As the date progressed from farmers’ market to long seawall
walk to Granville Island to False Creek mini-ferry to lunch, I kept bracing for
goodbye. That’s the old lack of confidence bubbling up. Surely, he’s done. Lost interest. Come to his senses. I would go from
Happy to Bashful as I anticipated The End. And yet on we’d go. Still the doubt
lingered. Maybe he’s feeling guilty that
I keep missing the next ferry sailing. Canadians can be incredibly polite.
During our late lunch, things deepened. The conversation went
from interesting information sharing to a discussion of values, past mistakes
and disappointments along with new hopes. It was an intimate conversation that
I sensed even the wait staff picked up on. Something was truly clicking. We
were vulnerable and the attraction intensified. Something good could become
something great.
There is a catch. Always seems to be. As we finally stood at
my car, we talked of the next date. Tim said, “You’re off to Seattle next
weekend, right?” Ah, yes. But that was only partially correct. I’d mentioned
that I am taking the train there, but hadn’t mentioned that was only the first
leg of my trip. From Seattle, I fly to L.A. and then to Ottawa. I am gone for
the next six weeks. I’ve been itching to get away for months. When I’d booked
my flights, there was nothing for me here. I wanted to spend every moment of my
summer vacation somewhere else. It never dawned on me that Tim would become a
possibility.
And so another factor of time gets added to the mix. I know
the If it’s meant to be line and,
really, six weeks is a mere blip in the long run (should there be a long run).
Nonetheless, it is unfortunate. No one wants that kind of gap between early dates.
It is what it is.
For now, I have a second date to savor. That’s a glorious
thing.
6 comments:
RG, I'm smiling ear to ear (what a cliche). This is really heartwarming and sounds so encouraging.
When I first met Chris, I had already booked a trip by myself to Disneyland. I LOVE the place (I REALLY do), but I didn't want to go. I swear I didn't. Because all I wanted to do was be with this wonderful young man I'd just met. The idea of him being in Vancouver and me in Anaheim made me crazy.
It was tough getting through the week I was gone (yes, only a week), but I thought about Chris constantly, and, as I recall, we talked on the phone nearly every day. I had to hear his voice. I HAD to.
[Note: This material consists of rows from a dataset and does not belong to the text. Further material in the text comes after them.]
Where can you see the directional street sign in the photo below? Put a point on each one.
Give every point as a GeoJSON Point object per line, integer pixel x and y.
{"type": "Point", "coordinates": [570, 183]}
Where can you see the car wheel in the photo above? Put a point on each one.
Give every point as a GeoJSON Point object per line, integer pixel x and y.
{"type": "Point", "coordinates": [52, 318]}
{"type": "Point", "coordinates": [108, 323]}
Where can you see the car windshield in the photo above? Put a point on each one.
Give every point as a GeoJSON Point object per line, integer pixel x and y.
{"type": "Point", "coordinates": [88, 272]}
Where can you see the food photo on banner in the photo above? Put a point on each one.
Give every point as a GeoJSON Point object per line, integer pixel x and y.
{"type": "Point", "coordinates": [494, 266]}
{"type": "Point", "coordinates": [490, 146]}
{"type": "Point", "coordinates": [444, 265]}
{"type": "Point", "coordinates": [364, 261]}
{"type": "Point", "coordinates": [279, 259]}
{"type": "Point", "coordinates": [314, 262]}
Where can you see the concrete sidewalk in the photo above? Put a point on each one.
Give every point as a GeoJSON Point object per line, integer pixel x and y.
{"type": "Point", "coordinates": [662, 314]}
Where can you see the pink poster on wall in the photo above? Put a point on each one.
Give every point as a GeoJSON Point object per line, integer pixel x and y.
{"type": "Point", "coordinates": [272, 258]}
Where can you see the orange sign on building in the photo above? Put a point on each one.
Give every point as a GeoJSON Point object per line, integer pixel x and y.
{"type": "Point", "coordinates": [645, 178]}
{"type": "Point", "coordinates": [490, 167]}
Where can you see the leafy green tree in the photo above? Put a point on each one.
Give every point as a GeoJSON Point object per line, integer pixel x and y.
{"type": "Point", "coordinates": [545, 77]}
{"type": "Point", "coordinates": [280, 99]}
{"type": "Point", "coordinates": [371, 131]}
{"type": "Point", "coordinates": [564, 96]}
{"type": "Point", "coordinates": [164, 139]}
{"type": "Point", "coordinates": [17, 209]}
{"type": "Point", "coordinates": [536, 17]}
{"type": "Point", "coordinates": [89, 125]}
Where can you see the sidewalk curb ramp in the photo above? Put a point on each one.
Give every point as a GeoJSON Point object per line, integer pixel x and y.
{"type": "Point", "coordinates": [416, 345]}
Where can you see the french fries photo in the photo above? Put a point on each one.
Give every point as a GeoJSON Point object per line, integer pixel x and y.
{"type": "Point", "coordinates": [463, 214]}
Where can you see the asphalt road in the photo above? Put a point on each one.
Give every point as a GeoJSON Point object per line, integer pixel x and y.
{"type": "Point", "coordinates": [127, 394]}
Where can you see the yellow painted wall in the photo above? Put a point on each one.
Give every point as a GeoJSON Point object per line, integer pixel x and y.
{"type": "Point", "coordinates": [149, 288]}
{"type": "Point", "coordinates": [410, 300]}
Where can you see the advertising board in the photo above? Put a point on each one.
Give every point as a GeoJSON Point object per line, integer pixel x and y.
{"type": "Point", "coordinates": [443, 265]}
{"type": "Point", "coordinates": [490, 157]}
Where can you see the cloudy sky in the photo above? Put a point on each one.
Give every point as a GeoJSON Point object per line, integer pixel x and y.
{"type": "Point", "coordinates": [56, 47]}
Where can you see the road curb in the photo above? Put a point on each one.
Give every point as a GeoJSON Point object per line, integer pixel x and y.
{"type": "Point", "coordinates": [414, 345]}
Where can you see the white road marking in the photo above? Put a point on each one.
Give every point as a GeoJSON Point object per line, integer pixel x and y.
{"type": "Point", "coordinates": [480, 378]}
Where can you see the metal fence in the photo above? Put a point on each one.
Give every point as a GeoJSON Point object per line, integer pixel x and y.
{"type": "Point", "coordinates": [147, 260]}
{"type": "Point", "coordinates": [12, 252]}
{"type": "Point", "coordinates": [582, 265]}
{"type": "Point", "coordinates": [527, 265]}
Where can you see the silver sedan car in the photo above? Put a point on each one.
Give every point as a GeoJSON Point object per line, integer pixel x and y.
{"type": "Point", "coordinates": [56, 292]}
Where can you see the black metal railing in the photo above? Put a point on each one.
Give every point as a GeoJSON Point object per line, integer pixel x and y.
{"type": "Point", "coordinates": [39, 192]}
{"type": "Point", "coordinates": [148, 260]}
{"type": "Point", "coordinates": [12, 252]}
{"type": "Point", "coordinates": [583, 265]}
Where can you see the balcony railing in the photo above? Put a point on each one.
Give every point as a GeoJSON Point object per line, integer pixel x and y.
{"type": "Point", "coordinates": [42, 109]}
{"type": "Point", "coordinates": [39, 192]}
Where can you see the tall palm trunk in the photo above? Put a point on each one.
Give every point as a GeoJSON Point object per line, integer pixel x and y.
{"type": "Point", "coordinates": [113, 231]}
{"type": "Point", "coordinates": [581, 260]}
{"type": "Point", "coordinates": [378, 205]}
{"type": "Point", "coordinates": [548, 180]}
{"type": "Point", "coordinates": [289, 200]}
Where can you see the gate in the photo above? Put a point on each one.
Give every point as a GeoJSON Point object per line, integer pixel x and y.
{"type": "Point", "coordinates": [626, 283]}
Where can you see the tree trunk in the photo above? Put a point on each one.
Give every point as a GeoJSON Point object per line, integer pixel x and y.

I assume you and Tim can be in touch while you're gone (Chris and I don't have smart phones, so I don't know how they work–can you text from wherever you are without roaming charges (I know about those)?).
At any rate, the shame would be if you didn't thoroughly put yourself into your vacation and enjoying every minute of it. You know, living in the moment.
Did you and Tim say anything about getting together again once you return home? Did he say he'd remove his profile from the online dating site?
Sounds like you had a hell of a good Sunday. I'm so happy for you. Will we hear from you from time to time while you're on vacation?
And, by the way, have a wonderful vacation. Be safe.
Hi Rick,
Naturally, I am grinning, too! The date happened on Saturday, but I waited until today to post what I'd written on the ferry ride home. I wanted to make sure the whole thing actually happened.
And it did! Golly...
A lot can happen in six weeks. Not sure we'll even be able to squeeze in a third date before I go. I have a history of finally finding a spark right before I head off on an extended vacation. The results upon my return have been mixed. Nonetheless, I find it encouraging that Tim had a twinkle in his eye shortly after I told him. Suddenly, he was thinking about a trip to Los Angeles. I doubt that will happen but it is a good sign that his mind went there...and he shared it!
Not sure how we'll communicate while I am gone. For me, it won't be enough but I will deal with it.
I do cherish my time in L.A. It reinvigorates me in countless ways. I still need this trip. Hopefully, Tim and I can pick up where we left off. If nothing else, I feel a new kind of confidence and a renewed sense of hope. I am so lucky.
:)
I'm glad that you had a good experience. Good things come to those who wait. :)
Yes, oskyldig, that's what we tell ourselves. And sometimes...they really do!